In the second use case we have Chris Lintott from Zooniverse fame on board to apply MICO technologies to their Citizen Science platforms which have a user base of about 900,000 people. The MICO and Zooninverse teams are equally excited to be working together. As one of the MICO team members said, with Zooninverse on board, I hope to be able to tell my kids that…

I am building MICO to save lives

Making MICO a success will also depend on how easy the technology will be to access and configure. For this reason the underlying frameworks that wrap the cross-media extractors and querying engines will be the Apache projects Marmotta and Stanbol. Apache Stanbol will be the general purpose semantic analysis framework which will be plugged into the general purpose linked data publishing platform Apache Marmotta.

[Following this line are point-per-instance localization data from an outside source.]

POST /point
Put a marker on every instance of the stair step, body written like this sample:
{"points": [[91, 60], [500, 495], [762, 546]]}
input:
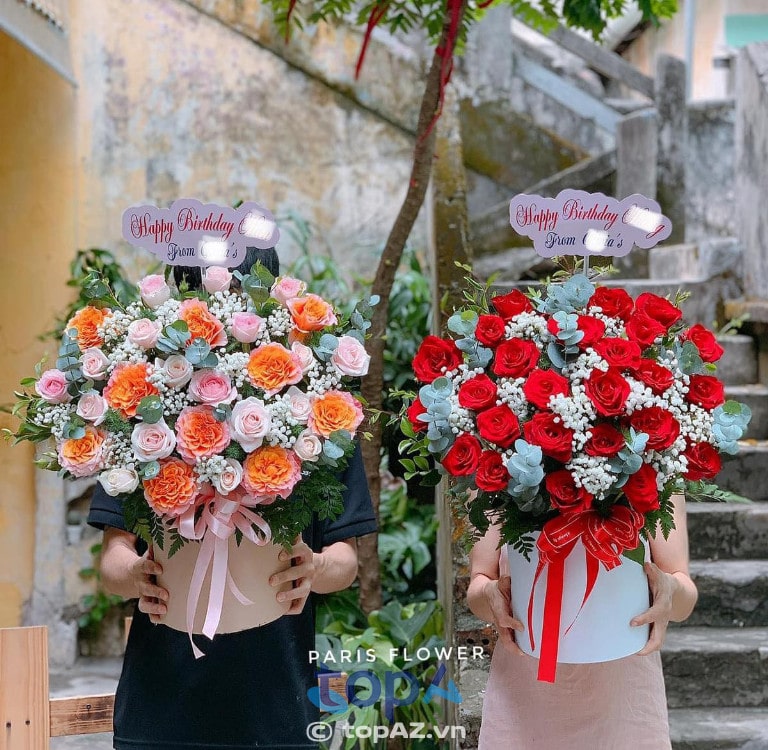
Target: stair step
{"points": [[745, 473], [731, 593], [718, 728], [717, 667], [727, 530], [738, 365], [755, 396]]}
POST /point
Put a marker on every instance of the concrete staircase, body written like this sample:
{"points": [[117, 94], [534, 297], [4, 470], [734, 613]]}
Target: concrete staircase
{"points": [[716, 663]]}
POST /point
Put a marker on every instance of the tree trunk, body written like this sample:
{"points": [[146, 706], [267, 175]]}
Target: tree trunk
{"points": [[373, 384]]}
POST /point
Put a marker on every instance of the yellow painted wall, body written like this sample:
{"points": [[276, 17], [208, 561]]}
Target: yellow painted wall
{"points": [[37, 210]]}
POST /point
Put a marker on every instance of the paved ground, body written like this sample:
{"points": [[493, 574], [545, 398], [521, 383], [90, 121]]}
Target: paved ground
{"points": [[87, 677]]}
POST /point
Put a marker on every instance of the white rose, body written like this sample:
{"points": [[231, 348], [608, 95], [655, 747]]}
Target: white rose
{"points": [[92, 407], [95, 364], [177, 371], [308, 446], [250, 422], [300, 404], [230, 478], [305, 354], [350, 357], [119, 481], [151, 442]]}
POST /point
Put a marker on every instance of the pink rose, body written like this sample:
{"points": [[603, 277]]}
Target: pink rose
{"points": [[216, 279], [177, 370], [229, 479], [52, 387], [212, 387], [286, 288], [350, 357], [300, 404], [308, 446], [154, 291], [92, 407], [246, 327], [144, 332], [151, 442], [250, 422], [305, 355], [95, 364]]}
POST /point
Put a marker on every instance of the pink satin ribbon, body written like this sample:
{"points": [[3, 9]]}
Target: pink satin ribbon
{"points": [[220, 518]]}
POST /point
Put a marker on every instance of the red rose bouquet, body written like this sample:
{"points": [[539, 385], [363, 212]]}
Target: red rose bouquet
{"points": [[577, 414]]}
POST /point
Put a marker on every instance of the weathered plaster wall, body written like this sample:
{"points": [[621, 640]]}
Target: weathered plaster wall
{"points": [[752, 166], [37, 226], [184, 104]]}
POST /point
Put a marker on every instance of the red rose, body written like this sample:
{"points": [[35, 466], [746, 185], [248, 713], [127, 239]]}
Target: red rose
{"points": [[657, 377], [564, 495], [552, 437], [542, 384], [608, 391], [490, 330], [619, 352], [706, 391], [706, 343], [462, 457], [512, 304], [606, 441], [659, 309], [515, 358], [413, 412], [492, 475], [644, 330], [703, 461], [615, 303], [641, 489], [593, 329], [498, 425], [435, 355], [659, 424], [477, 393]]}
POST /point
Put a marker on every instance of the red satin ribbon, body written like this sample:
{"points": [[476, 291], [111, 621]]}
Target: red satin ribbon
{"points": [[604, 539]]}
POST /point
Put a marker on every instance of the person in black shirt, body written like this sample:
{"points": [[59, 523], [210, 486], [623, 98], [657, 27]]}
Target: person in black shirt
{"points": [[251, 688]]}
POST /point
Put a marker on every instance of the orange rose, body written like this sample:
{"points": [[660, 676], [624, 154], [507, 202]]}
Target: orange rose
{"points": [[126, 387], [82, 457], [272, 367], [86, 323], [311, 313], [335, 410], [270, 471], [173, 490], [201, 323], [199, 433]]}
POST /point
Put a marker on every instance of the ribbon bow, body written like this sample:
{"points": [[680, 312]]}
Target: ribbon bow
{"points": [[604, 539], [220, 518]]}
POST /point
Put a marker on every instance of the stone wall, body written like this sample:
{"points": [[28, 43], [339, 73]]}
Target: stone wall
{"points": [[752, 166]]}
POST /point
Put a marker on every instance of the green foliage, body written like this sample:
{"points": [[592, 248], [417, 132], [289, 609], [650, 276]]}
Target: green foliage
{"points": [[393, 634], [95, 606], [402, 16], [95, 274]]}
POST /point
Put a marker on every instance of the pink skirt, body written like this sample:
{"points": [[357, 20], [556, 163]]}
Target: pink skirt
{"points": [[615, 705]]}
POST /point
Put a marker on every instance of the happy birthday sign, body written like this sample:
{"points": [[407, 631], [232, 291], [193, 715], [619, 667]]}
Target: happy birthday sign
{"points": [[191, 233], [581, 223]]}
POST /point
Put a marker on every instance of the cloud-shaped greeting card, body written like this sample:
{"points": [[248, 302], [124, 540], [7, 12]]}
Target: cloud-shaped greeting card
{"points": [[191, 233], [580, 223]]}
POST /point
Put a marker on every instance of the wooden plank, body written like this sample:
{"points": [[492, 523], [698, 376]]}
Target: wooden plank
{"points": [[570, 96], [604, 61], [82, 715], [24, 717]]}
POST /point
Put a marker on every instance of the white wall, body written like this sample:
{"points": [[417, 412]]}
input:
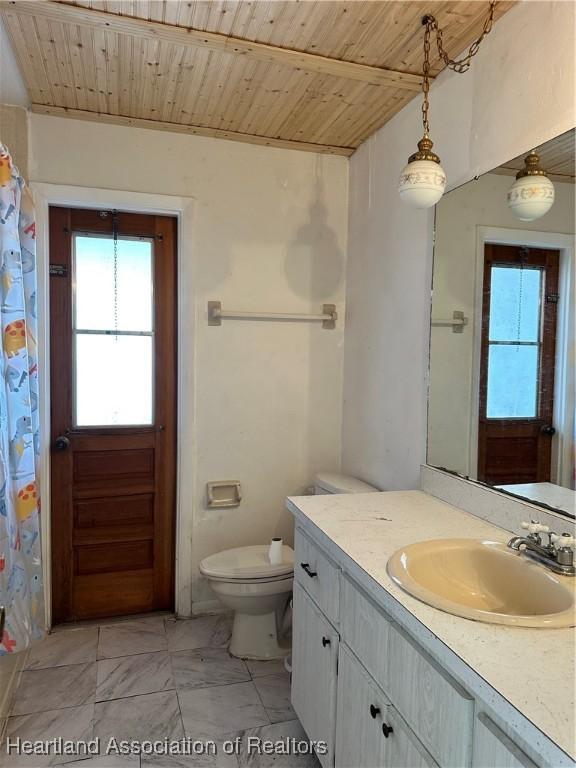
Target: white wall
{"points": [[269, 234], [12, 87], [518, 94], [459, 213]]}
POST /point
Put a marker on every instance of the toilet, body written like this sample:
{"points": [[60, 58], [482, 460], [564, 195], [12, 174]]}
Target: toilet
{"points": [[258, 591]]}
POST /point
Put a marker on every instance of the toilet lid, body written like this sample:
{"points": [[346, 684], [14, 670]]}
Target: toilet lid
{"points": [[247, 563]]}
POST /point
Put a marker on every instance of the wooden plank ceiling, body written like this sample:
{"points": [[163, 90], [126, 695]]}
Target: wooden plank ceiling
{"points": [[321, 75], [557, 158]]}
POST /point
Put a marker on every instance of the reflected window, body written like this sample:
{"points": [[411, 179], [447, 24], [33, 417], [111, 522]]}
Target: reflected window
{"points": [[113, 330], [514, 342]]}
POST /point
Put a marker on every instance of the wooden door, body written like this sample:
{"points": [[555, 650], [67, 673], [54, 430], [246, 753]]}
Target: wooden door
{"points": [[517, 364], [113, 412], [314, 670]]}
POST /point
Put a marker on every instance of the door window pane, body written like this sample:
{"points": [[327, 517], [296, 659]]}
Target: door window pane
{"points": [[515, 304], [113, 331], [94, 276], [512, 381], [113, 380]]}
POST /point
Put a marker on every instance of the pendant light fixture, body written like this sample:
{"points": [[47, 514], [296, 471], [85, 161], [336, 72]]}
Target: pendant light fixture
{"points": [[422, 182], [532, 194]]}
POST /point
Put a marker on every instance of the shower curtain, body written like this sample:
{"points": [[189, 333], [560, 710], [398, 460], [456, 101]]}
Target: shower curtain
{"points": [[21, 588]]}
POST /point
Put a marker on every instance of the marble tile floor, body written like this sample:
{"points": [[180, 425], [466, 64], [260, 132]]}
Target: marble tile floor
{"points": [[152, 679]]}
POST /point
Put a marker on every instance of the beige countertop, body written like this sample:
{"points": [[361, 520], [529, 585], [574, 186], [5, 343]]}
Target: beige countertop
{"points": [[517, 671]]}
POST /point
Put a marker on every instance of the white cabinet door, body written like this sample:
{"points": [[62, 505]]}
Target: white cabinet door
{"points": [[369, 731], [362, 709], [494, 749], [314, 670], [403, 749]]}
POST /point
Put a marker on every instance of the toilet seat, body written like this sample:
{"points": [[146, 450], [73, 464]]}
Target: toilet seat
{"points": [[248, 564]]}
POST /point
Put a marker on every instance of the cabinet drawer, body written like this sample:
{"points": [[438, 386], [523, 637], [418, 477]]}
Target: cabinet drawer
{"points": [[434, 705], [492, 747], [365, 629], [319, 577]]}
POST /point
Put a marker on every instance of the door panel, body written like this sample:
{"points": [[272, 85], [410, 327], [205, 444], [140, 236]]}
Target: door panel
{"points": [[517, 364], [113, 482], [314, 669], [361, 711]]}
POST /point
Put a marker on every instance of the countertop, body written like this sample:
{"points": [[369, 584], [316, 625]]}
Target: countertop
{"points": [[523, 674]]}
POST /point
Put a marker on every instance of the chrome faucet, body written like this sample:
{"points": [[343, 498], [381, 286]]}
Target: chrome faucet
{"points": [[557, 554]]}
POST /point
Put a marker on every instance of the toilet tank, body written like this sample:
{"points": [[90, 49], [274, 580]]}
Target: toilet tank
{"points": [[328, 482]]}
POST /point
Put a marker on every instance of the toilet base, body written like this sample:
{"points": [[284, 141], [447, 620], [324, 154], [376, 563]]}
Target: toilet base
{"points": [[255, 637]]}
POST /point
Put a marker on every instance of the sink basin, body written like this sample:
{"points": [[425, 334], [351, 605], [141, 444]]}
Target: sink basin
{"points": [[484, 581]]}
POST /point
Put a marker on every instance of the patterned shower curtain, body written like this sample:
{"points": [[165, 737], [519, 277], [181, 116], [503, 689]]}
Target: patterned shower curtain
{"points": [[21, 588]]}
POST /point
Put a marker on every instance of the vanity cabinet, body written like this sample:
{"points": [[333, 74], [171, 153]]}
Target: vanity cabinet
{"points": [[493, 747], [364, 686], [369, 732], [314, 673]]}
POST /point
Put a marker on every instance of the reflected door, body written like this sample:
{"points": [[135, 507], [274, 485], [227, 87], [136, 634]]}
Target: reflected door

These two frameworks combined ensure that developers, application builders and platform integrators can easily access and configure the MICO tools. At the kick-off meeting the two project were presented and demonstrated by the founding members Rupert Westenthaler for Apache Stanbol and Thomas Kurz for Apache Marmotta. 

In the final session dealing with project communication, the coordinator stressed the importance of putting as much of the MICO work and results in the public space.

MICO with its open source foundation will engage the public in an open development dialogue.

The benefits of an open development dialogue approach is the ability to leverage on an engaged group of third-party developers and users to provide continuous testing and development feedback, that goes far beyond the capacity of the project consortium, as well as increase the user base for technology take-up.